DOES IT MAKE SENSE TO TAKE THE SIP ROUTE FOR MUTUAL FUND INVESTMENTS?

Business

Systematic Investment Plan, commonly known as SIP have garnered a lot of attention of retail investors in the past few decades. And why wouldn’t it? The idea of systematically investing a small, insignificant sum of money at regular intervals as opposed to investing a substantial sum of money in one go is quite appealing. Isn’t it? According to a recent data by the AMFI (Association of Mutual Funds in India), the SIP contributions in Dec 2021 stood at an all-time high at Rs 11,305 crores. As per the stats produced by the AMFI, this is the highest SIP contribution enjoyed by SIP mutual funds in a month! Despite all these stats and data, investors can’t help but wonder if SIP investments are actually worthy of their time and efforts or if it is just hyped up among retail investors. Does it make sense to take the SIP route than the lumpsum mode of investment? In this article, we will aim to answer these questions for you.

What is SIP?

If you are wondering what is SIP, it is simply an investment tool that allows investors to invest in mutual funds in an organized manner. Under SIP investment, an individual allots a fixed sum of money towards their desired schemes at regular intervals for a fixed period. Hence, SIP investments enable investors to invest in the markets on a regular basis despite the market condition. 

Benefits of SIP

Here are a few reasons why SIP investments stand apart from lumpsum mode of investment:

  1. Low minimum investment amount
    Unlike lumpsum mode of investment, SIP investments allow investors to break their investment amount into small, insignificant parts. Additionally, the minimum investment amount to invest in mutual funds is quite low at just Rs 100 per month.
  2. Instil financial discipline
    SIP investments enable investors to invest in the markets in a systematic manner. This helps to inculcate a sense of financial discipline among investors which is much needed when you invest in the markets.
  3. No need to time the market
    Unlike lumpsum mode of investment, SIP investments negate the need to time the markets.

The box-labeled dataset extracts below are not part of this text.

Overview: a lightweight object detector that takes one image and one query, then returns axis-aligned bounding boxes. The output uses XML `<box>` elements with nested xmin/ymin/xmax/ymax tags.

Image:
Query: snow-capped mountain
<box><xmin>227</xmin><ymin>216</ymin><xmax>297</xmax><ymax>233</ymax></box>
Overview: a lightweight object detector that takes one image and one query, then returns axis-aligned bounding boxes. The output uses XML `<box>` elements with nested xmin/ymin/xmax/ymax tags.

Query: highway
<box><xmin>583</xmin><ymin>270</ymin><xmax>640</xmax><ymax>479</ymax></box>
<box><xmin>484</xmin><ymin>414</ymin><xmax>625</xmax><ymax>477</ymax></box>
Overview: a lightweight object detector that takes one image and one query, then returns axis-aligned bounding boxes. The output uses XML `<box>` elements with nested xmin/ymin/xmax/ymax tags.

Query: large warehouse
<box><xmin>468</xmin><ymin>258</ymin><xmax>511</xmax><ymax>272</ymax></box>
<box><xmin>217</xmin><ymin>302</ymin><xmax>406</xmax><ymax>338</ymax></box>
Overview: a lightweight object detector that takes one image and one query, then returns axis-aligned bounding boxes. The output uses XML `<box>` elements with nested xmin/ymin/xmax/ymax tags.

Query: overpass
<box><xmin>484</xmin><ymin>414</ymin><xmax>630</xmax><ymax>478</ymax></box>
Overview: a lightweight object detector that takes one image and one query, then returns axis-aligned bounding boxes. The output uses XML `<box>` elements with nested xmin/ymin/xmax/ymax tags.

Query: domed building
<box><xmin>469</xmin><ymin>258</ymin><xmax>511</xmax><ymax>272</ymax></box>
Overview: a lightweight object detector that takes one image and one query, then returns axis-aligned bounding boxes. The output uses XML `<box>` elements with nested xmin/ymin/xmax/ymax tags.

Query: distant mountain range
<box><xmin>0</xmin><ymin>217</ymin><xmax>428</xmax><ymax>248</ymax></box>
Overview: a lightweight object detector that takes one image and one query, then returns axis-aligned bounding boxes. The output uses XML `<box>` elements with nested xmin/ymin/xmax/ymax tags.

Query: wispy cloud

This is because when you regularly invest in the markets despite the prevalent market condition, it does not matter when an investor enters or exits the market.
  4. Rupee cost averaging
    SIP investments help investors to invest in the market during various market cycles. In other words, long-term investing in the markets through SIP mode of investment ensures that an investor invests in the markets during both – bull and bear phase of the market. As a result, an investor ends up collecting a higher number of mutual fund units when the markets are down as compared to when the markets are soaring high and vice versa. This enables investors to average out their total cost spent against buying mutual fund units. This is known as rupee cost averaging.
  5. Flexibility
    SIP investments are quite flexible in nature. An investor has the liberty to change their investment duration, type of SIP, frequency of investments, etc. as per an investor’s financial needs.